A colación de esta manera antropológica de ver y sentir la ciudad nos gustaría transcribir aquí ciertas líneas escritas a raíz de un viaje personal que hicimos a México en el año 2007, donde puede intuirse, salvando las distancias, ese modo con que Azúa observa las ciudades:

“Pasear por ciertas calles del Distrito Federal de México es como atravesar un collage rizomático de estilos, cada paso descubre un nuevo tiempo, las calles se despliegan como un abanico de abanicos donde los grandes edificios y las pequeñas construcciones se suceden sin intención de unidad alguna.
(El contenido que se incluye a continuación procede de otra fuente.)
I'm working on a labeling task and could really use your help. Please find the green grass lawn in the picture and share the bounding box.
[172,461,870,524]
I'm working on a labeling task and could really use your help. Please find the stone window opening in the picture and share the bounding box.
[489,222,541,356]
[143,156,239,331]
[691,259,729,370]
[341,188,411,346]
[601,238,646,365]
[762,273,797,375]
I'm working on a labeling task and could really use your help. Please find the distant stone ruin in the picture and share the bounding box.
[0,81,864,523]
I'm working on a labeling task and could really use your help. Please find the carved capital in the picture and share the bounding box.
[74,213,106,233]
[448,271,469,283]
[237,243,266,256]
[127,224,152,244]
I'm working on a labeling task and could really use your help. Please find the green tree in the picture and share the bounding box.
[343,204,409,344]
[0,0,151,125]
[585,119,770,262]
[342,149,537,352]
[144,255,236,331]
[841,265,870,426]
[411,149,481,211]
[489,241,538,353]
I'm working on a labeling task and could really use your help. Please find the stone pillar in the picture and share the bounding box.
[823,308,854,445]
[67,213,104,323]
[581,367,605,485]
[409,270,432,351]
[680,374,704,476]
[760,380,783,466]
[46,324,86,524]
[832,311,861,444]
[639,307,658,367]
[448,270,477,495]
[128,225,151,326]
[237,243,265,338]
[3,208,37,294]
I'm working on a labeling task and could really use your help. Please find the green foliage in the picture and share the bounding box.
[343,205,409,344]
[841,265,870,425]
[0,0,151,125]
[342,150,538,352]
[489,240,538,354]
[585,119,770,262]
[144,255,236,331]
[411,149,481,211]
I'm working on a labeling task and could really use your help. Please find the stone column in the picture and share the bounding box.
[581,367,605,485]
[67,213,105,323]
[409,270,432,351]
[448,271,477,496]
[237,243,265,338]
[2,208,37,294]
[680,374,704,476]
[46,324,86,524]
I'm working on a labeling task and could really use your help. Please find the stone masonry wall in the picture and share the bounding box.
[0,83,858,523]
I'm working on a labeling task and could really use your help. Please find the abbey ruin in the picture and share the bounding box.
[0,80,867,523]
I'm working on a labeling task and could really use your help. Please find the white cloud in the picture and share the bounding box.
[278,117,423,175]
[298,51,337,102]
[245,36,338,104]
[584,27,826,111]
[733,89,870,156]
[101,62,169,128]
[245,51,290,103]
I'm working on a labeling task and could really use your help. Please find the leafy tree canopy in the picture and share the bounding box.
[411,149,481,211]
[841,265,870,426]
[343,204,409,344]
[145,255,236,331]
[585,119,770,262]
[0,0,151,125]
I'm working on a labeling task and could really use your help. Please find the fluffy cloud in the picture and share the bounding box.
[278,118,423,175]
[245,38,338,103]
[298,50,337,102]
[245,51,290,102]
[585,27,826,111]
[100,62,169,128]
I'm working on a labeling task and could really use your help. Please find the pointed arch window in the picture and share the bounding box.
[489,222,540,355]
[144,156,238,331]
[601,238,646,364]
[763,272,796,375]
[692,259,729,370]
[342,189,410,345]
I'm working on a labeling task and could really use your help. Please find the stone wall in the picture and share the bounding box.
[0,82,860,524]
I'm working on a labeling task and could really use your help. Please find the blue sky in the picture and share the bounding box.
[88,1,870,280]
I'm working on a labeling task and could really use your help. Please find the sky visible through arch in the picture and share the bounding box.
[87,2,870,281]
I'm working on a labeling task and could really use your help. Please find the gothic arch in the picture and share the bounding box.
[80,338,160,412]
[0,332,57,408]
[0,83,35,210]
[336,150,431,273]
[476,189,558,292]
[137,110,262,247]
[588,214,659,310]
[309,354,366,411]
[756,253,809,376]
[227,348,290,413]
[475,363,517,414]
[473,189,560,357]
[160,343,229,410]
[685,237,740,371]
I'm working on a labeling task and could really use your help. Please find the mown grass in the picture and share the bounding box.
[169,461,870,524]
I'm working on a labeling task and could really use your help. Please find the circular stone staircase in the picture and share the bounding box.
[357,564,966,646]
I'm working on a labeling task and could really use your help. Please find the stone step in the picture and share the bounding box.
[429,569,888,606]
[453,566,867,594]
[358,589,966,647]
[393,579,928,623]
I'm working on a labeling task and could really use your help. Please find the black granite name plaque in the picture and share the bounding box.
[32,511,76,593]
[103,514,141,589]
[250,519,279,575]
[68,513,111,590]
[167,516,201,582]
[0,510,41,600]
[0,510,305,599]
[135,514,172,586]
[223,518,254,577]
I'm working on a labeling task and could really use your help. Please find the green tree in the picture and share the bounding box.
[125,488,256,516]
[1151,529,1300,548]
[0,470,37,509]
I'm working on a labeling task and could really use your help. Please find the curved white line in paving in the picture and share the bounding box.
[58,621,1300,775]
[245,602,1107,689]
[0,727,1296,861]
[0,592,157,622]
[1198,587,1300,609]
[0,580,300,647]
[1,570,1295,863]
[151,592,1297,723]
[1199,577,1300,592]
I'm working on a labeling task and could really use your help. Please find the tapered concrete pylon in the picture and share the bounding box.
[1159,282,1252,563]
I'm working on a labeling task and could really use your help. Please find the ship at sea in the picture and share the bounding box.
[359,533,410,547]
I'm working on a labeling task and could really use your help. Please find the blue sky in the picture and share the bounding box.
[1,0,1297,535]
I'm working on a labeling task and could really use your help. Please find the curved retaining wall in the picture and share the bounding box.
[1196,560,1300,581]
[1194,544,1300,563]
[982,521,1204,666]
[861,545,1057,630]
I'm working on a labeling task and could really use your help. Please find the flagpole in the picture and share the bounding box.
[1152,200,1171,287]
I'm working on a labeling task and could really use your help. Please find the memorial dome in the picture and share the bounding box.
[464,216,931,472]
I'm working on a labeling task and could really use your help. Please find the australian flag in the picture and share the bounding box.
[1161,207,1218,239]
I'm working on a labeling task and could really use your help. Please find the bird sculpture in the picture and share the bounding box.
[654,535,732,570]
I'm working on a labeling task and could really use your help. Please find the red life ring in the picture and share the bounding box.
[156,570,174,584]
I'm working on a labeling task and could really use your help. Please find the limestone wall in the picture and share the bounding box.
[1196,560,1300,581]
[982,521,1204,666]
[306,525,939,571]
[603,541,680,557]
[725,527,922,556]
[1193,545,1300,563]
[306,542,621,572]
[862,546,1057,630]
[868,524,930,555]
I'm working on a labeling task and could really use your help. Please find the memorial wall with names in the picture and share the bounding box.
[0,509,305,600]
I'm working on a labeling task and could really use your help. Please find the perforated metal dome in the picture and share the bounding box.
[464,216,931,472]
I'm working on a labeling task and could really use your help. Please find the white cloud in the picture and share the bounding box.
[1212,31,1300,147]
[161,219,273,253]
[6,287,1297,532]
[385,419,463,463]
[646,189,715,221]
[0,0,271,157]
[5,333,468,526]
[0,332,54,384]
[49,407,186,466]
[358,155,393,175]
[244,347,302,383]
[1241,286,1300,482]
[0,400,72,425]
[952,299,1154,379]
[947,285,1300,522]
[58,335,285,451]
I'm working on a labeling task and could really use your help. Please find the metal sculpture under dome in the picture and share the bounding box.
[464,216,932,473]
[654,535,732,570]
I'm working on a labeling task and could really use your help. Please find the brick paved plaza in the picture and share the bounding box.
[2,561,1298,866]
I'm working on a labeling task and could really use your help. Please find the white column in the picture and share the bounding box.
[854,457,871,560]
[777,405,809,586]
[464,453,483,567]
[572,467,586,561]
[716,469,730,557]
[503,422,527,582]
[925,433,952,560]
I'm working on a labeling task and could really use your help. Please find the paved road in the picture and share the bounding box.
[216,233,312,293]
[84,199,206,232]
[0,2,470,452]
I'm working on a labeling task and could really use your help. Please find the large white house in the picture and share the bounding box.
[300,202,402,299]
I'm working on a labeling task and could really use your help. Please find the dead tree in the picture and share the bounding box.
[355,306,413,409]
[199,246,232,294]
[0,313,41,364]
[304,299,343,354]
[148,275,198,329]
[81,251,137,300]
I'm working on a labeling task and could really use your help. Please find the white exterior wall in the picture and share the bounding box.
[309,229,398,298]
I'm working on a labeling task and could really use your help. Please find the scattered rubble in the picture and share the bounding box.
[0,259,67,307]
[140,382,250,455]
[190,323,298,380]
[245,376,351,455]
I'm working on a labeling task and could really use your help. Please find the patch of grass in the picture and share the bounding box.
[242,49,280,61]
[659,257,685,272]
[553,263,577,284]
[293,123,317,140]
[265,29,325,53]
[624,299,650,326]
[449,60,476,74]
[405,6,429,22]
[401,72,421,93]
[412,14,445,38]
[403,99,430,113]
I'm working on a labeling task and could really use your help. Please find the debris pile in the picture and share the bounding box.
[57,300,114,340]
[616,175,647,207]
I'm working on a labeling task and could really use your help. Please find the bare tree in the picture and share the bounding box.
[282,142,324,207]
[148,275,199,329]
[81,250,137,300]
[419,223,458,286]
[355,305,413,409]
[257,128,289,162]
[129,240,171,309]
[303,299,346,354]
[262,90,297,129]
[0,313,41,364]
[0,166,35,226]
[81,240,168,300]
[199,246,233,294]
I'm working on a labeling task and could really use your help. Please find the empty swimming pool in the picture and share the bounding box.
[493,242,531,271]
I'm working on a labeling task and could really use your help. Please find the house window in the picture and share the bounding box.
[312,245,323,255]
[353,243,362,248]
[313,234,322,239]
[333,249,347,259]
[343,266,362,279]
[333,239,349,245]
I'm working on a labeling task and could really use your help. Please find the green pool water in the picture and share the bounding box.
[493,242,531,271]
Y cuando pienso en ello, me gusta imaginar que dicha anarquía estilística no nace de una voluntad narcisista de afirmación dentro de una globalidad, o de un alarde de diferencia intencionada, sino más bien, que existe una conexión directa entre la personalidad de los habitantes del DF, y la idiosincrasia de sus edificios, como una traslación directa de la amabilidad de sus ciudadanos llevada a la fachada de sus construcciones. Así, cada edificio aporta su granito estético de arroz sin buscar nada a cambio, sin la necesidad siquiera de saber quién tiene a su lado, pasando del estilo colonial más anquilosado a la modernidad más atrevida, de un rascacielos de vidrio en miniatura a un Art Decó de cartón piedra”.

Nos gusta pensar que los habitantes construyen su ciudad, así como la ciudad construye a sus habitantes. Acaba de salir el sol y las adoquinadas calles brillan como la mejilla de un bebe después del llanto. Llega la primavera y nos preguntamos qué ciudad seremos hoy.